Researchers develop molecular assembly method for cancer therapy and diagnostics

Researchers develop molecular assembly method for cancer therapy and diagnostics

6 years ago
Anonymous $roN-uuAfLt

https://phys.org/news/2018-06-molecular-method-cancer-therapy-diagnostics.html

Around 1900, Paul Ehrlich, the winner of the 1908 Nobel Prize in physiology or medicine, envisioned drugs that would have a component that recognizes pathogens in the body and another component that acts on the target. Usually, such drugs target receptors on the surface of the damaged cells. These receptors also allow the agent to recognize the cell. A universal system of this kind can be used for diagnostics, therapy, or both. When therapy and diagnostics are combined, this is known as theranostics.

To make a system incorporating a therapeutic and a diagnostic component, a "molecular glue" is needed for holding the two parts together.

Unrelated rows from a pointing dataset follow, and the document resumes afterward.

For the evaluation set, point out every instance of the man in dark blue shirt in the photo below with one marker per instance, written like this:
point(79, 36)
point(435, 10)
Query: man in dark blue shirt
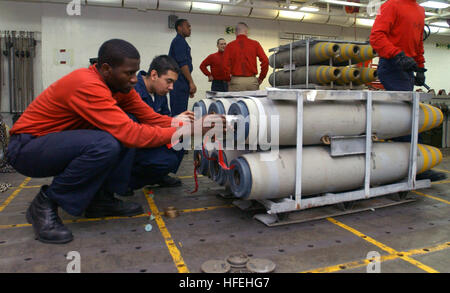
point(179, 50)
point(152, 165)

This glue can be realized as proteins capable of forming a stable complex by binding to each other. One of the most stable complexes of this kind is the barnase-barstar protein pair. There is a value known as the binding constant that characterizes how strongly the molecules in a complex are coupled. The binding constant of the barnase-barstar complex is 1,000 to 1 million times greater than those of the antigen-antibody complexes, which are the basis of our immune response.